In the system development of the medical information database, the same extraction program was sent to each medical institution based on the experience in the trial survey using the SS-MIX data so far, and the target data was executed by each medical institution. It has become possible to implement a system from the search and extraction of to the simple aggregation. Moreover, it is considered that the knowledge about the characteristics of the hospital information system data of medical institutions and the utilization method obtained from the trial survey using SS-MIX data such as this time can be utilized when using the medical information database in the future.

Conclusion

When defining a disease, it is important to include the condition specific to the disease; furthermore, it is very useful if laboratory examination results are also included. Therefore, the inclusion of laboratory examination results in the definitions, as in the present study, was considered very useful for the analysis of multi-center SS-MIX2 standardized storage data. In Japan, it is expected that the number of pharmacoepidemiological studies based on the secondary use of large scale databases, such as medical information database, will increase in the future. Accordingly, the importance of validation studies is expected to increase as well. However, it is difficult to evaluate the validity of all outcome definitions using medical records. Therefore, the evaluation method of validity should be selected according to the types of outcomes.

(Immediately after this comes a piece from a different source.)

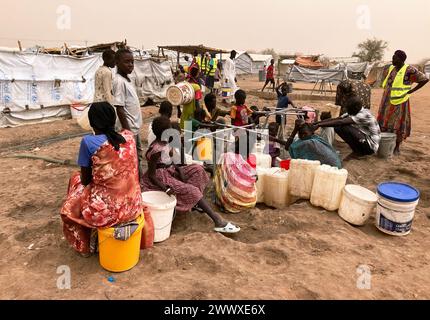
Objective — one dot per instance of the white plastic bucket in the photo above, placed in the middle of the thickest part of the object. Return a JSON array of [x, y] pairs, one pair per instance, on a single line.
[[357, 204], [396, 209], [162, 208], [387, 144], [180, 94]]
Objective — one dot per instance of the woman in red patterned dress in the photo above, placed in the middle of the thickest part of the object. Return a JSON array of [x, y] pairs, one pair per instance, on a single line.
[[106, 191], [187, 183]]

For example, the evaluation method using laboratory examination results can be used for diseases that can be diagnosed based on changes in laboratory values. Effective evaluation of the validity of the outcome definitions and accumulation of findings regarding various outcome definitions are considered important. In Japan, the 2018 MID-NET project, involving 24 hospitals (10 medical groups), was initiated based on the promising results presented here (i.e., direct detection of adverse events using EMR data) in an attempt to substitute post-marketing surveillance.